Am Montagmorgen starteten wir den Tag mit dem sehr angenehmen Besuch des ruhigen und wenig besuchten ehemaligen Präsidentenpalasts “Qasr al Hosn” in Abu Dhabi, dem ältesten Gebäude der Stadt, wo eine kleine, feine Ausstellung Einblicke in das Leben der Scheiche vor dem Erdöl gewährt (wie immer nicht ganz ohne propagandistische Prägung, Schönfärberei und Lobgesänge über den Scheich).

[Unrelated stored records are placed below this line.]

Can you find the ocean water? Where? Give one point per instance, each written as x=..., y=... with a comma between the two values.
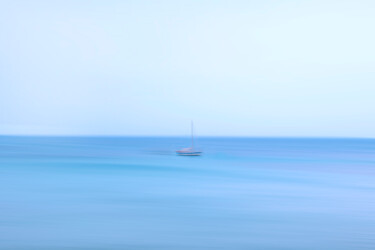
x=135, y=193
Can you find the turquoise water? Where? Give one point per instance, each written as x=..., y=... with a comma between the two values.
x=135, y=193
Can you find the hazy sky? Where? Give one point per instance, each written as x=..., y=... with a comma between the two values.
x=252, y=68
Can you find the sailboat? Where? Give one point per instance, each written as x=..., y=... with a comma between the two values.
x=189, y=151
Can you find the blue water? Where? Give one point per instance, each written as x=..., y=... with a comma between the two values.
x=135, y=193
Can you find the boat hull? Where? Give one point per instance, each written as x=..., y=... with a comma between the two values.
x=181, y=153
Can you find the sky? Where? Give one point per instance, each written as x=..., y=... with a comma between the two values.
x=237, y=68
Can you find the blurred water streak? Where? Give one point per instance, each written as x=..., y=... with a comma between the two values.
x=135, y=193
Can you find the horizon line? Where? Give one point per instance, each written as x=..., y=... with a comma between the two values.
x=184, y=136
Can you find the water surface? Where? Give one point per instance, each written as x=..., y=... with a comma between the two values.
x=135, y=193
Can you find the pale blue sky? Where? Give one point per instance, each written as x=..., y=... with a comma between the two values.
x=240, y=68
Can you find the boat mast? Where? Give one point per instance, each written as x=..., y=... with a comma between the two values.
x=192, y=135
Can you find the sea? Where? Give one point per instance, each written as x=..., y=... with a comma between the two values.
x=59, y=193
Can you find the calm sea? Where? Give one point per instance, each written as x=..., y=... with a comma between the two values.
x=135, y=193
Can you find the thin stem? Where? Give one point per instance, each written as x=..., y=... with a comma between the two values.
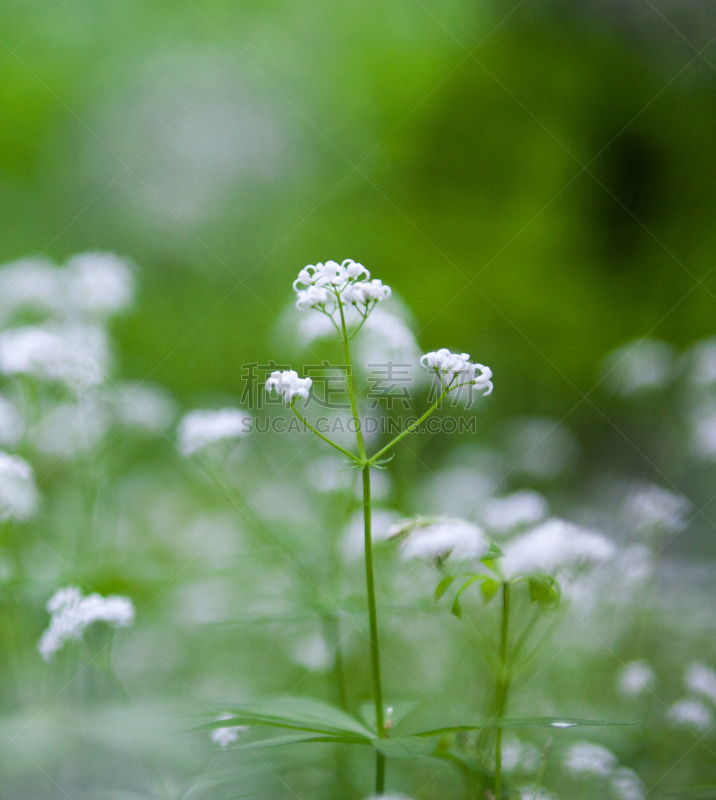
x=351, y=390
x=503, y=683
x=409, y=429
x=321, y=436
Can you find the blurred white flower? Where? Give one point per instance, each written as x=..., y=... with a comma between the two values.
x=627, y=785
x=70, y=429
x=635, y=678
x=703, y=433
x=692, y=713
x=312, y=652
x=502, y=514
x=75, y=355
x=639, y=365
x=72, y=614
x=32, y=283
x=18, y=493
x=554, y=546
x=12, y=425
x=99, y=283
x=146, y=406
x=288, y=384
x=203, y=427
x=226, y=736
x=382, y=523
x=700, y=679
x=458, y=367
x=701, y=358
x=585, y=758
x=440, y=538
x=520, y=756
x=649, y=507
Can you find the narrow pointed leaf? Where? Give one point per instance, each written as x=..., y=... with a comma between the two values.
x=299, y=738
x=297, y=713
x=403, y=747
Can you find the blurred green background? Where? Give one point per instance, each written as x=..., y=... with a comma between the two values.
x=535, y=179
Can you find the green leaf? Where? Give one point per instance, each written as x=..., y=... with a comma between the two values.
x=522, y=722
x=295, y=713
x=456, y=607
x=489, y=588
x=545, y=590
x=299, y=738
x=403, y=747
x=401, y=709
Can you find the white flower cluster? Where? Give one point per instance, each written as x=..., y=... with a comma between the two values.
x=76, y=355
x=72, y=614
x=555, y=546
x=92, y=284
x=503, y=514
x=452, y=366
x=201, y=428
x=440, y=538
x=18, y=493
x=585, y=758
x=649, y=507
x=289, y=385
x=319, y=286
x=226, y=736
x=691, y=713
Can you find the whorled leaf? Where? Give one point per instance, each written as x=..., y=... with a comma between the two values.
x=295, y=713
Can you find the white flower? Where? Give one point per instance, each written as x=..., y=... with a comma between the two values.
x=636, y=678
x=331, y=274
x=553, y=546
x=692, y=713
x=440, y=538
x=226, y=736
x=458, y=367
x=627, y=785
x=315, y=297
x=18, y=493
x=649, y=506
x=534, y=793
x=520, y=508
x=99, y=283
x=72, y=614
x=142, y=405
x=12, y=425
x=201, y=428
x=32, y=283
x=585, y=758
x=76, y=355
x=69, y=429
x=701, y=679
x=639, y=365
x=365, y=292
x=289, y=385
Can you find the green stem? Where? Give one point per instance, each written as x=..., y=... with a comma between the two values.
x=351, y=390
x=409, y=429
x=374, y=646
x=321, y=436
x=503, y=683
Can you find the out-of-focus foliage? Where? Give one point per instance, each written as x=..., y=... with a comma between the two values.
x=535, y=181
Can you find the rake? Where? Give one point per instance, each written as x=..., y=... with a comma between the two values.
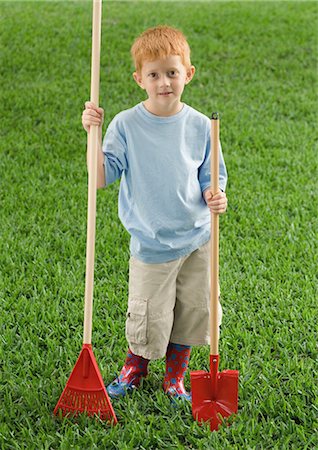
x=85, y=391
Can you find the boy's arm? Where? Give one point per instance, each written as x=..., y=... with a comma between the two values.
x=100, y=180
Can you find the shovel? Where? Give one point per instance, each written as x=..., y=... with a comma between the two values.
x=85, y=391
x=214, y=394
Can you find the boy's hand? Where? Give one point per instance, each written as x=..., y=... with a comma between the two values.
x=217, y=203
x=92, y=116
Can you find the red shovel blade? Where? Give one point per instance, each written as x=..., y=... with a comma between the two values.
x=211, y=403
x=85, y=391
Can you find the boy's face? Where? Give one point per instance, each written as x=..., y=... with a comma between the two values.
x=164, y=81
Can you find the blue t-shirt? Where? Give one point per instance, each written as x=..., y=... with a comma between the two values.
x=164, y=165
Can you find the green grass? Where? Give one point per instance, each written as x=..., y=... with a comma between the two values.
x=257, y=65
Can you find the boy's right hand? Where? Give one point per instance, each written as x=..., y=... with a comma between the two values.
x=92, y=116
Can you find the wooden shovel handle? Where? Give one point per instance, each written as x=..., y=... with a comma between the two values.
x=92, y=143
x=214, y=160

Auf dem Weg nach Dubai besuchten wir einen ausgewanderten Bekannten, welcher im Bereich der erneuerbaren Energien arbeitet und uns die eindrückliche Planstadt Masdar zeigte, eine Stadt, welche bereits im Jahr … von Abu Dhabi geplant wurde, um Prinzipien nachhaltiger Städte (Beschattung, Windtürme nach historischem Vorbild, autofreie Stadt bzw. selbstfahrende Autos etc.) umzusetzen. Obwohl immer noch sehr wenige Menschen in Masdar leben, scheint das Projekt langsam in Fahrt zu kommen und mehr Investoren anzuziehen. Auch die Universität mit Fokus auf KI befindet sich auf dem Gelände von Masdar.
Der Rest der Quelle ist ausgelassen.